Findings from nlprule development

bminixhofer · January 29, 2021, 10:15am

Hi, as I mentioned there is a couple of things I noticed while developing nlprule which I thought are worth discussing.

These are minor things. In my opinion the rule syntax, format and functionality of LT rules are good.

id=“no”

In the Spanish disambiguation.xml there is a rule with id="no" here. I believe this rule is unintentionally turned off because the id is falsy. Enabling it causes some grammar rules to fail and I was not able to trigger it in any way in LT.

Invalid regex

The English rule INCORRECT_POSSESSIVE_FORM_AFTER_A_NUMBER contains this exception:

<exception regexp="yes">^[\p{L}&&[^aeiuo]]+$</exception>. I’m pretty sure this regex does not do what it’s supposed to do due to the &&. I also don’t understand the semantics of this regex besides that error.

Invalid match references

For example in the English rule PRP_PAST_PART there is this suggestion: <suggestion>\1 has \3</suggestion> although the rule has only 2 tokens. Apparently LT automatically corrects this to use the last token, but in my opinion this error should be caught at rule creation time to avoid errors down the line.

Multiple markers

LT currently allows more than one marker per rule. For example in POS_N in the Spanish disambiguation rules.

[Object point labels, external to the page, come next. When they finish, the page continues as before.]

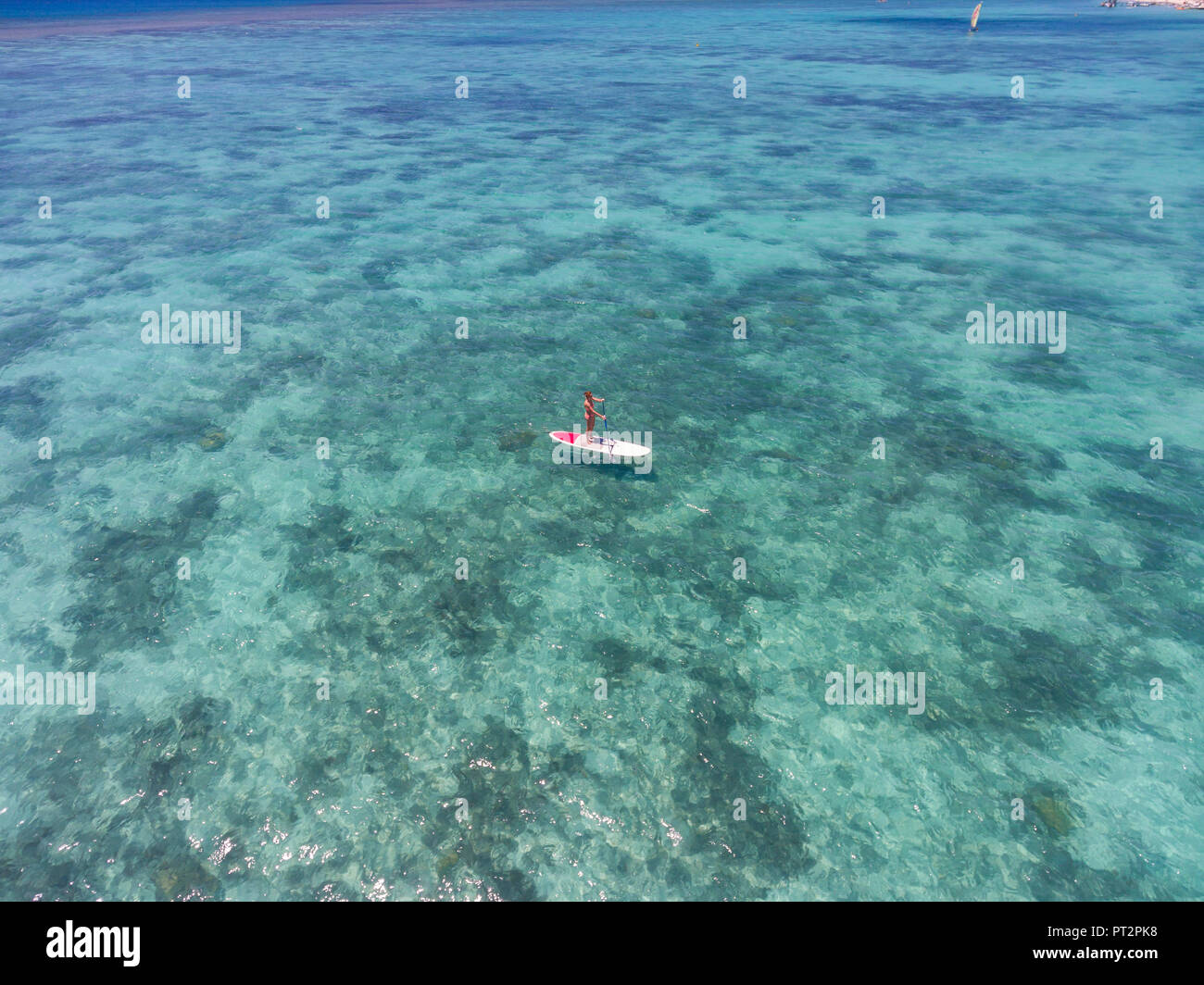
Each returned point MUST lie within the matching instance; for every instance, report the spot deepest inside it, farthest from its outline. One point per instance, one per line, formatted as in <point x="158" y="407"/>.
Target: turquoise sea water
<point x="484" y="689"/>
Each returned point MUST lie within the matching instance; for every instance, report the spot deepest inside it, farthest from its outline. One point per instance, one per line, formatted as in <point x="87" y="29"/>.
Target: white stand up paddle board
<point x="615" y="449"/>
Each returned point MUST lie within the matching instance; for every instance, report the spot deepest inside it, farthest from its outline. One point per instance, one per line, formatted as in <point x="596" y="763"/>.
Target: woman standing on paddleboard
<point x="590" y="413"/>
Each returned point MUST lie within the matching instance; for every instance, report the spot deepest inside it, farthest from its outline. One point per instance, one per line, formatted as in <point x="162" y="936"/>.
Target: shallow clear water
<point x="484" y="689"/>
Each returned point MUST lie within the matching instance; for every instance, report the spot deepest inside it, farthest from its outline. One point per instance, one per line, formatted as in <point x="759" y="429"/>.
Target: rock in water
<point x="212" y="440"/>
<point x="187" y="879"/>
<point x="1055" y="812"/>
<point x="516" y="440"/>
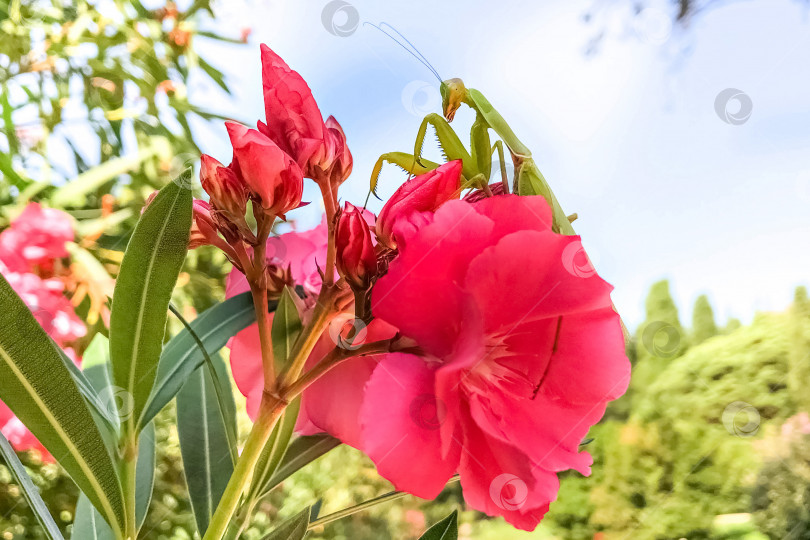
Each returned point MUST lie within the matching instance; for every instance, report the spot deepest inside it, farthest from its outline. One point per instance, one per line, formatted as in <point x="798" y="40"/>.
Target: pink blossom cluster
<point x="512" y="356"/>
<point x="32" y="251"/>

I think LT should here again prohibit this instead of just using the inner marker.

The last two are technically not errors but opportunities for LT to be a bit more strict while parsing the rules. There’s also two questions I’d have:

Disambiguation filter does not keep a matching tag

In the English rule BEST_JJS the action is <disambig postag="JJS"></disambig> and there is this example: <example inputform="best[best/NN:U,best/VB,best/VBP,good/JJS,well/JJS,well/RBS]" outputform="best[good/JJS]" type="ambiguous">It's <marker>best</marker> for him.</example>.

Why is well/JJS not kept here? In other rules (e.g “LET_GO” in the same file) all of the tags matching the filter are kept.

Order of precedence in synthesizer

I don’t quite understand the order of precedence in the synthesizer. E. g. with <match no="2" postag="VBP"></match> (in English NON3PRS_VERB[4]) there is this example <example correction="are">You <marker>is</marker> a good engineer.</example> while with the same match in NON3PRS_VERB[1] there is this example: <example correction="have">I rarely <marker>has</marker> a bad day.</example>.

The tag dump looks roughly like this:

[...]
am	be	VBP
[...]
are	be	VBP
[...]
has	have	VBZ
[...]
have	have	VBP
[...]
haven	have	VBP
[...]
is	be	VBZ
[...]

So how does LT select “have” and “are” here? Only considering the order in the tag dump I was not able to do this correctly, is there something else involved?

I hope this is the right place for this discussion, and thanks for any help!

Mike_Unwalla · January 29, 2021, 11:26am

@dnaber, I fixed this error in [en] Improve PRP_PAST_PART · languagetool-org/languagetool@07f9d65 · GitHub.

@dnaber, I agree strongly. Please add a check in testrules.

jaumeortola · January 29, 2021, 12:23pm

Thanks for your comments. Regarding the Spanish rules:

The problem with the rule id=“no” was a wrong tag (RG instead of RN). Anyway, other rules take care of this. I couldn’t reproduce any test failure: [es] fix disambiguation rule: no_adv · languagetool-org/languagetool@9a30442 · GitHub
I don’t understand the issue about “Multiple markers” (POS_N disambiguation rule). There can only be one <marker></marker> on each rule with one or more tokens inside.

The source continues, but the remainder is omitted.